The cooperative approaches thought to be in place with non-federal dam owners in 1995, have led to few tangible improvements in fish survival. Unfortunately, the public utility districts that own mid-Columbia River dams have reduced spill volumes over the past decade. Decreases in smolt-to-adult returns (SARs) have been observed for this region’s salmon populations, as noted in recent Comparative Survival Studies (2012).

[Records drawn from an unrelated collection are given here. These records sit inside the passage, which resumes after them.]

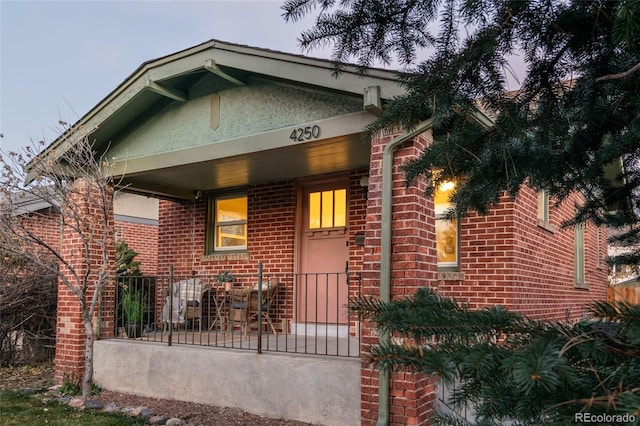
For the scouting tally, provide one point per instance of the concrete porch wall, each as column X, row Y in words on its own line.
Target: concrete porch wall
column 318, row 390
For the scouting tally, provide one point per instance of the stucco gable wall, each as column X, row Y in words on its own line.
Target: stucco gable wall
column 243, row 111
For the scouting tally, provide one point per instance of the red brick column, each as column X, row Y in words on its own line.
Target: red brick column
column 413, row 265
column 83, row 254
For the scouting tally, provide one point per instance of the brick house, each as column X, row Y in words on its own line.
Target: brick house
column 260, row 157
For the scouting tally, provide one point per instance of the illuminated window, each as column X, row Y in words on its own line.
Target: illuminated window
column 227, row 223
column 543, row 206
column 328, row 209
column 446, row 229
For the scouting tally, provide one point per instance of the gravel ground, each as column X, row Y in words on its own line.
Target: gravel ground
column 41, row 376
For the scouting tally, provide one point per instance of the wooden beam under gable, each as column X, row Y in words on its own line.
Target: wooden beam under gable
column 211, row 66
column 176, row 95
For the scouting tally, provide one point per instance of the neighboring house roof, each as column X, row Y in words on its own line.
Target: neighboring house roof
column 633, row 282
column 24, row 203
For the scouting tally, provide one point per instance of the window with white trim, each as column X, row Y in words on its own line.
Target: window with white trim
column 447, row 229
column 227, row 224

This is in contrast to increased SARs and spill volumes in the Snake River. Reach survivals have also suffered at these non-federal projects, especially when compared to reach survivals in the Snake River. The National Marine Fisheries Service has not required mid-Columbia dam owners to meet the same level of project survival that are required at the federal hydroelectric projects set under the ESA.

Fish passage was not achieved at the three Hells Canyon dams on the upper Snake River as called for in 1995.

To fully realize the benefits of the 1995 Spirit of the Salmon Plan recommendations, the Update identifies various funding needs for tribal hatcheries, fisheries monitoring, harvest and production data integration and toxics reduction to name a few. Many of the projects are necessary for ESA compliance, such as supplementation of Snake River fall chinook and habitat measures affecting B-run steelhead. The federal entities implementing fish mitigation activities in partnership with the tribes will be most effective when they provide durable funding.